Она встала с его коленей и отошла к окну.
— Подожди минутку, — сказал он, удерживая ее, когда она взялась за шторы. Он развернул ее к себе, ища, что бы поцеловать. Первым попалось ухо. Он прикусил мочку, которая после операции по удалению родинок перед свадьбой стала особенно нежной. Когда он закончил, она пошла в ванную чистить зубы и разглядывать отметину, оставив его всматриваться в окно и оценивать погоду.
Они вышли вовремя. Заказали такси в Ватикан.
—
— Пользуйся румянами побольше, — сказал ей Саймон.
— В Венеции?
— Ты и в этом городе многого не видела.
— Я и в Сан-Франциско многого не видела.
— Я женился на тебе не для того, чтобы спорить.
— Я просто предложила. Может, действие моего следующего романа будет происходить в Венеции.
— Это уже было у Томаса Манна.
— А Франция уже была у Эрнеста Хемингуэя. — Сказав это, она в упор посмотрела на него, как ребенок, напрашивающийся, чтобы его отшлепали.
— Это разные вещи. Твой роман — другое дело.
— Почему?
— На нем твое имя.
— Оно будет и на том, венецианском. Если это все, что нужно.
— Эти романы тебе в голову ударили, Анастасия. Это недостойно.
— То есть ты завидуешь. Вниманию ко мне.
— Ты, похоже, не понимаешь, о чем говоришь.
— Может, мне нравится капелька внимания ко мне самой.
— Ты не видишь последствий.
— Ты едва замечал меня, пока я не принесла тебе «Как пали сильные». Теперь ты меня снова не замечаешь.
— Я провожу с тобой наш медовый месяц, Анастасия.
— Когда пара миллионов других людей заметит меня, может, тогда ты поймешь, о чем я говорю.
— Ты самане понимаешь, о чем говоришь. Мы не о романе. О жизни.
— «Как пали сильные»?
— О читателях книги. О твоей популярности. Миллионы людей, которых ты не знаешь, а может, и больше, знают тебя. Или думают, что знают. Думают, что покупка двадцатидолларовой книги с твоим именем на обложке дает им право на твою личность.
— А разве нет?
— Ты — это не только «Как пали сильные», Анастасия.

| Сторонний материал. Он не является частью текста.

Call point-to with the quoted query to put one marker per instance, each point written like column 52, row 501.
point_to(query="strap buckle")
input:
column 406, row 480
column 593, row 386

— Неужели? Я временами сомневаюсь — после того, как ты сделал мне предложение, только получив всю книгу.
— Я пытался дать тебе свободу. Чтобы закончить.
— Я не хочу свободы.
— У тебя ее и не будет. Теперь.
— Мне, наверное, надо потренироваться расписываться. Хочешь автограф?
Но Саймон не обращал на нее внимания. Он изучал уличное движение вокруг. Одни и те же машины уже несколько кварталов: помятый синий «фиат» бампер к бамперу с белой «веспой», упускающей все шансы обогнать, красный кабриолет «эм-джи», перестраивающийся без видимой цели. Потом его взгляд сфокусировался.